Esta retrospectiva das melhores pinturas e desenhos de Serov ocupam três andares da galeria. A exposição ajuda a mostrar a grande variedade do patrimônio criativo do mestre, não só através de seus retratos famosos, mas também com suas pinturas de paisagens e arte monumental, que foram gradualmente negligenciadas pelos pesquisadores das artes.

Valentin Aleksandrovich Serov nasceu em São Petersburgo em 19 de janeiro de 1865. Filho do compositor russo Aleksandr Serov e de Valentina Bergman, também compositora, que vinha de famílias de origem alemã e inglesa. 

A infância de Serov se passou dentro do meio artístico em que viviam seus pais, ambos músicos. Seu pai, Aleksandr Serov, era também conhecido na época, além de compositor, como crítico musical. Tinha 43 anos quando se casou com sua aluna de 17 anos de idade, Valentina Bergman, com quem teve seu único filho Valentin Serov. Sua casa sempre estava cheia de convidados, entre músicos e estudantes de música. Lá se discutiam as ideias de liberdade e igualdade, defendidas pelo teórico Tchernichévski. O pai músico tinha amigos intelectuais como Turgeniev, além de artistas da música e da pintura. Discutia-se muito a política da época e as ideias que se iam fermentando e que depois confluiram para a revolução russa do começo do século XX.
Retrato de S.M. Dragomirovoy, Serov,1889

Após a morte de seu pai (Valentin tinha seis anos de idade), a vida de Serov mudou. Sua mãe tinha paixão pela música e pelas atividades sociais ligadas a ela. Em 1872 sua mãe resolve mudar-se para Munique, na Alemanha, onde Valentin teve suas primeiras lições de desenho com Carl Kepping, conhecido gravador e ceramista. Vendo que o filho possuía grande talento para o desenho, mudou-se com ele para Paris, onde já vivia então Ilya Repin, o artista de quem ela já conhecia a fama, por causa de seu quadro “Os barqueiros do Volga” (leia aqui). Era 1874 e Valentin foi estudar com Ilya Repin. Seu único entretentimento eram as aulas com o mestre e os desenhos que fazia de forma independente.

Em 1875 mãe e filho retornaram à Rússia. Em 1876 mudaram-se para Kiev. Valentina Bergman não conseguia ficar parada e a vida nômade para Serov continuou. Em 1878, ele retomou suas aulas sistemáticas com Ilya Repin, que havia voltado também para Moscou. Para Serov, Repin era quase um membro da família e acompanha seu desenvolvimento em todos os aspectos. 

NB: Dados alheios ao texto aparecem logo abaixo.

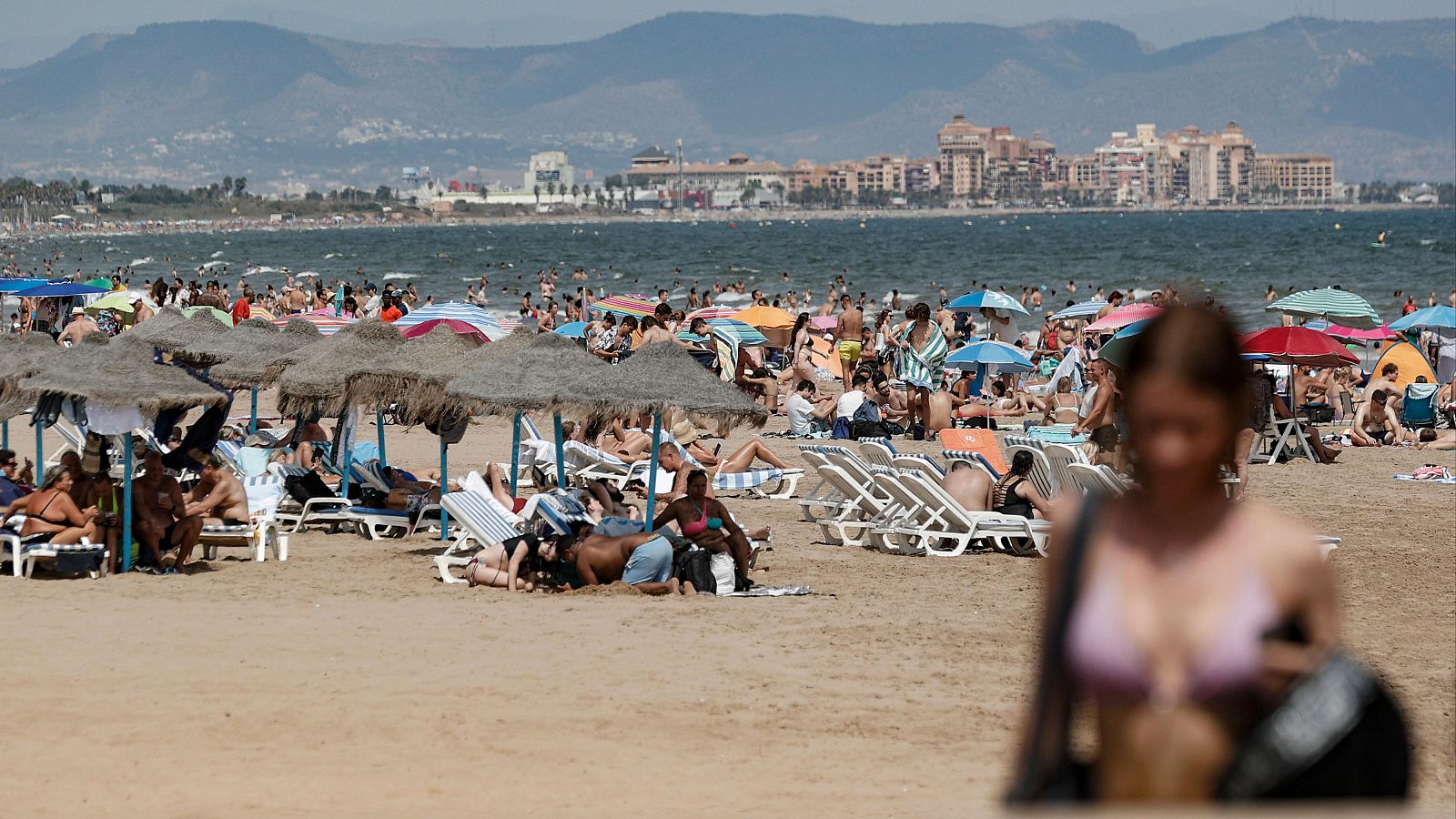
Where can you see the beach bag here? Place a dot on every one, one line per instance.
(1337, 733)
(695, 566)
(306, 487)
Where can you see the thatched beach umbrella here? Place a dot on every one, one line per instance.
(171, 331)
(252, 339)
(548, 372)
(662, 376)
(315, 376)
(121, 372)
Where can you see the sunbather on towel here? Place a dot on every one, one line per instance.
(706, 522)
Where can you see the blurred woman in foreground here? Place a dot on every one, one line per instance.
(1161, 601)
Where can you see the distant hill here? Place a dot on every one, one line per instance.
(193, 101)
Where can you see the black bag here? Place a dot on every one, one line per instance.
(306, 487)
(695, 566)
(1337, 733)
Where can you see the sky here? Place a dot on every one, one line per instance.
(34, 31)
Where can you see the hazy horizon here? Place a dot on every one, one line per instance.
(38, 31)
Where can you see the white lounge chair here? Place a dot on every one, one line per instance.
(264, 496)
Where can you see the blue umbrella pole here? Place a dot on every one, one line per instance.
(444, 489)
(561, 462)
(652, 470)
(126, 503)
(516, 450)
(379, 428)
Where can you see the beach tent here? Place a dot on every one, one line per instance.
(1340, 307)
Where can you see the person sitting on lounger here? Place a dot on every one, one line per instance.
(51, 515)
(1376, 423)
(1016, 494)
(218, 496)
(167, 532)
(706, 522)
(968, 486)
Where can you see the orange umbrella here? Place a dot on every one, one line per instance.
(763, 317)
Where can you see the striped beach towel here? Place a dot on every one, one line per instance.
(922, 368)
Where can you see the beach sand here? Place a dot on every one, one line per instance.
(349, 680)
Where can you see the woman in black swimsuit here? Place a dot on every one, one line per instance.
(53, 513)
(1014, 494)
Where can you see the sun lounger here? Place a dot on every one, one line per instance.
(264, 496)
(482, 521)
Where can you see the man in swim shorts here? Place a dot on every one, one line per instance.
(642, 560)
(848, 339)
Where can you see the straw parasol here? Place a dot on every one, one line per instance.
(545, 372)
(664, 375)
(169, 329)
(414, 375)
(261, 365)
(318, 373)
(19, 358)
(121, 372)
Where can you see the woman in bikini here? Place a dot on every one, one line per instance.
(53, 516)
(1169, 612)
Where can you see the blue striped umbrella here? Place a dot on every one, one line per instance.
(1340, 307)
(1438, 317)
(455, 310)
(1081, 310)
(994, 299)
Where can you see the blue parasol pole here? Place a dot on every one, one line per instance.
(126, 503)
(652, 470)
(444, 489)
(516, 450)
(561, 464)
(379, 428)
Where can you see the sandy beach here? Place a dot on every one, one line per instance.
(349, 681)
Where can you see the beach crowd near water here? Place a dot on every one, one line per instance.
(1187, 588)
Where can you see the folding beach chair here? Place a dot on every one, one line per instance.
(264, 496)
(484, 521)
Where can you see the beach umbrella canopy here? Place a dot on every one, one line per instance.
(543, 370)
(715, 312)
(58, 288)
(121, 372)
(16, 285)
(571, 329)
(730, 329)
(1441, 317)
(1081, 310)
(414, 375)
(1340, 307)
(1121, 341)
(171, 329)
(259, 363)
(327, 324)
(220, 315)
(1298, 346)
(990, 353)
(664, 375)
(764, 317)
(1123, 317)
(317, 375)
(459, 317)
(996, 300)
(626, 305)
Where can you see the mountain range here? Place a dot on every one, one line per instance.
(186, 102)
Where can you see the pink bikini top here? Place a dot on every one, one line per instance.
(1106, 661)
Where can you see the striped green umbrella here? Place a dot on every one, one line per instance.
(1340, 307)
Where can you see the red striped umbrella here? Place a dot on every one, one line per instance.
(626, 305)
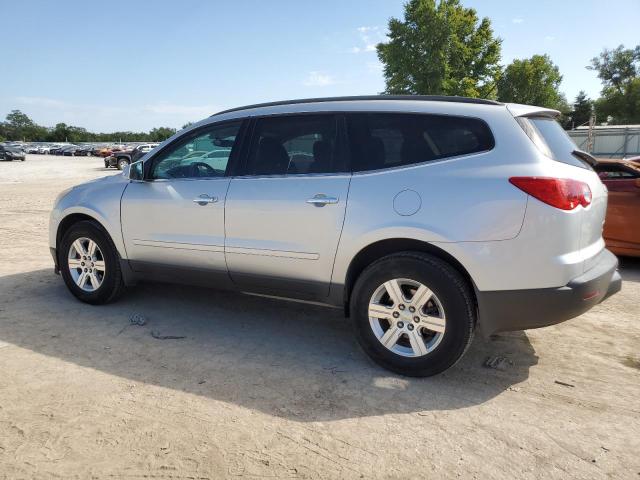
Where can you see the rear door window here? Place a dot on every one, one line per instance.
(295, 145)
(387, 140)
(550, 138)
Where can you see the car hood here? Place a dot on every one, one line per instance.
(118, 178)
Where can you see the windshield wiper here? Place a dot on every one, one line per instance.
(587, 157)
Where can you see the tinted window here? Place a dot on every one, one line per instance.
(384, 140)
(294, 145)
(202, 154)
(551, 139)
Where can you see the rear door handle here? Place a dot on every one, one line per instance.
(320, 200)
(205, 199)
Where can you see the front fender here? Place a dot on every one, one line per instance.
(97, 200)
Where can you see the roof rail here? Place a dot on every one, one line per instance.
(426, 98)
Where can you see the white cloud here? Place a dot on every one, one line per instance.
(369, 38)
(319, 79)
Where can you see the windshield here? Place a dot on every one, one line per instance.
(551, 140)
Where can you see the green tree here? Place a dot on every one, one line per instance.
(161, 134)
(19, 126)
(440, 48)
(619, 70)
(582, 110)
(533, 81)
(622, 107)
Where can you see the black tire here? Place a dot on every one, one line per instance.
(446, 283)
(112, 285)
(122, 162)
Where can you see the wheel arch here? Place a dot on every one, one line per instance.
(67, 222)
(382, 248)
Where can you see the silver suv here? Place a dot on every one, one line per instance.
(423, 217)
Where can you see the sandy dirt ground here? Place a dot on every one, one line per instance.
(260, 388)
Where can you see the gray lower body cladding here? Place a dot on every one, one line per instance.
(508, 310)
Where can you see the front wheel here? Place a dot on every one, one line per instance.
(413, 313)
(89, 264)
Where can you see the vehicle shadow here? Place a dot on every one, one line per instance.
(285, 359)
(629, 269)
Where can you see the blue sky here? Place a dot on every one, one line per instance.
(127, 65)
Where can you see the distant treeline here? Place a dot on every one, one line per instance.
(19, 127)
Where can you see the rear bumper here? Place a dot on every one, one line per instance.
(507, 310)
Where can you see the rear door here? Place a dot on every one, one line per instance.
(284, 213)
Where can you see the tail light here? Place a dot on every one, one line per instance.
(563, 193)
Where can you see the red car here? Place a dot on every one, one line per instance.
(622, 224)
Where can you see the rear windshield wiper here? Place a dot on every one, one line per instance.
(586, 157)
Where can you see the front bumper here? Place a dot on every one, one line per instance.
(508, 310)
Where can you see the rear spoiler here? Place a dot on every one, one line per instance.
(519, 110)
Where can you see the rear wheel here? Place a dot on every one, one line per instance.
(89, 264)
(413, 313)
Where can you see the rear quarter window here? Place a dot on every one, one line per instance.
(387, 140)
(551, 139)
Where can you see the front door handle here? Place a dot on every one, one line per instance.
(320, 200)
(205, 199)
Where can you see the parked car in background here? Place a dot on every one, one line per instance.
(69, 151)
(11, 153)
(461, 214)
(125, 157)
(83, 151)
(58, 149)
(622, 224)
(44, 149)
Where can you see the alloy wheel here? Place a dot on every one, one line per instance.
(407, 317)
(86, 264)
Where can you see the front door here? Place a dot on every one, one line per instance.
(284, 214)
(174, 220)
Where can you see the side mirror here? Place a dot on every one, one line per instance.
(136, 172)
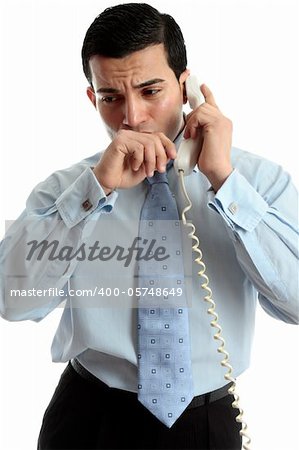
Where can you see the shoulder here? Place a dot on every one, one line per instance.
(48, 190)
(259, 171)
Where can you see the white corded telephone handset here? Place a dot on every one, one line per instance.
(189, 148)
(184, 163)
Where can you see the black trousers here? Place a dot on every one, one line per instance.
(85, 415)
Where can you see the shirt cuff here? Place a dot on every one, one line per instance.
(239, 203)
(82, 198)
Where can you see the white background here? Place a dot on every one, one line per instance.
(247, 52)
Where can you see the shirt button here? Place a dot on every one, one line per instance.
(86, 205)
(233, 207)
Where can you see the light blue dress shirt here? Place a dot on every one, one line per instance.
(249, 239)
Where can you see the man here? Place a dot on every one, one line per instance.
(135, 61)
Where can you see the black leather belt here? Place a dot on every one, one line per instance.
(199, 400)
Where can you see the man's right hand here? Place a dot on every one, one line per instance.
(131, 157)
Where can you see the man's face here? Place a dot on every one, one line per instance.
(139, 92)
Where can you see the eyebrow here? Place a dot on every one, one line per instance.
(108, 90)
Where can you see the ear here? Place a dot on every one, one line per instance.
(91, 95)
(183, 77)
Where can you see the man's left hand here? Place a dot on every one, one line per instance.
(215, 138)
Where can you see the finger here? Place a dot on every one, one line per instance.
(207, 93)
(137, 155)
(168, 146)
(149, 159)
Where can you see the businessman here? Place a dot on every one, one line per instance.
(134, 59)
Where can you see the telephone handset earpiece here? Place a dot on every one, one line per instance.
(188, 151)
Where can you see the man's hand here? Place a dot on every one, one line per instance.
(215, 131)
(131, 157)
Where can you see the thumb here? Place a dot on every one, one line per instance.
(207, 93)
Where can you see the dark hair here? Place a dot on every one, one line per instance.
(126, 28)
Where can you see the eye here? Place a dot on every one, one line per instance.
(151, 92)
(109, 99)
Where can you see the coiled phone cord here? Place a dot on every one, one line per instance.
(214, 322)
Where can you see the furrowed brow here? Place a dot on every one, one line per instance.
(108, 90)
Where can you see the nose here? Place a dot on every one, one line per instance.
(134, 113)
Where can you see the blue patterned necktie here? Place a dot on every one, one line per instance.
(165, 384)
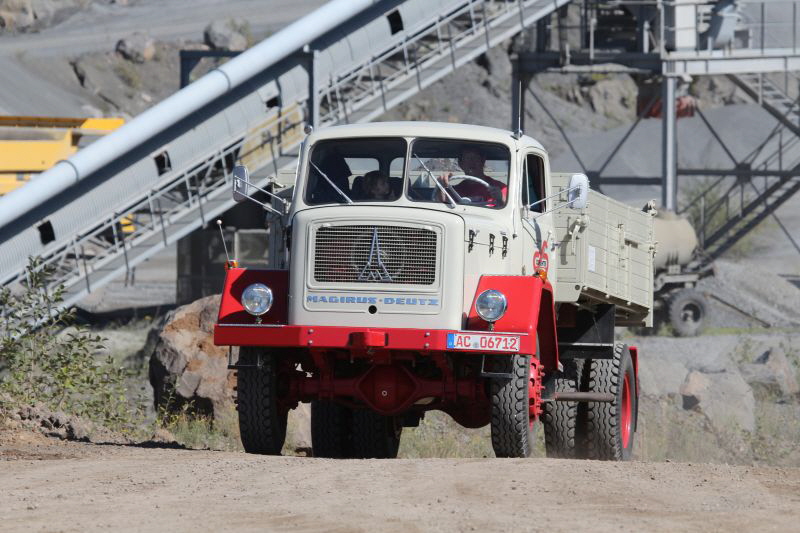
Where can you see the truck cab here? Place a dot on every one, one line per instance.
(420, 277)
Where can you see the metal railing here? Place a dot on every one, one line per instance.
(189, 197)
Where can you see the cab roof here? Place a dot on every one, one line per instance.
(446, 130)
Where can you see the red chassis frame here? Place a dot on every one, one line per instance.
(389, 383)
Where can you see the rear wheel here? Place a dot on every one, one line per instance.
(560, 418)
(610, 426)
(514, 406)
(262, 421)
(375, 436)
(331, 428)
(687, 312)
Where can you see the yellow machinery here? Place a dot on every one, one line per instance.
(30, 145)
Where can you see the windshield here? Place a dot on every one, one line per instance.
(356, 170)
(459, 172)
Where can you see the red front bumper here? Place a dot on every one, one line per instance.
(348, 338)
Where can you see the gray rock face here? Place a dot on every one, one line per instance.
(725, 399)
(225, 35)
(186, 366)
(138, 48)
(772, 375)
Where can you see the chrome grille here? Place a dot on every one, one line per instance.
(375, 254)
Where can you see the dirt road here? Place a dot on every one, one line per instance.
(79, 487)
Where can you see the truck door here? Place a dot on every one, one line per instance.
(535, 226)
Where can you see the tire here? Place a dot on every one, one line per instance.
(513, 428)
(375, 436)
(560, 418)
(262, 423)
(610, 426)
(331, 430)
(687, 312)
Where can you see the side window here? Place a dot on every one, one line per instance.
(533, 186)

Retrato do escritor Maxim Gorky, Serov 
Se inscreveu na Academia de Belas Artes em 1880, que deixou em 1885, pedindo licença "para tratar a saúde”. Em suas memórias Valentin se dizia cansado da Academia. O que o incomodava? Tudo! “As paredes aqui, os corredores ..." Ele tinha desejado entrar para a Academia com a intenção de estudar com Pavel Chistyakov. Mas o seu método de ensino era bruto: zombava dos alunos, lhes chamava de impotentes, de infantis, fazendo críticas impiedosas todo o tempo. Mas Serov se submeteu ao tratamento dado por Chistyakov, pois sua opinião valia mais para ele ainda que a de Repin. Por seu lado, Chistyakov gostava de Serov e tinha orgulho dele. Foi este professor quem primeiro lhe abriu os tesouros do museu Hermitage e que lhe falou sobre a necessidade de estudar os antigos mestres. 

Em 1885 faz uma viagem a Munique e Holanda. Em Munique, Serov estuda a coleção da Alte Pinakothek, e faz cópias de Velázquez. 

Desde cedo, Serov se destacou como grande retratista. Ele seguia as características principais do que se denomina como “impressionismo russo”, ou seja, a preocupação com o movimento da luz e das massas de cor, a harmonia dos reflexos de luz.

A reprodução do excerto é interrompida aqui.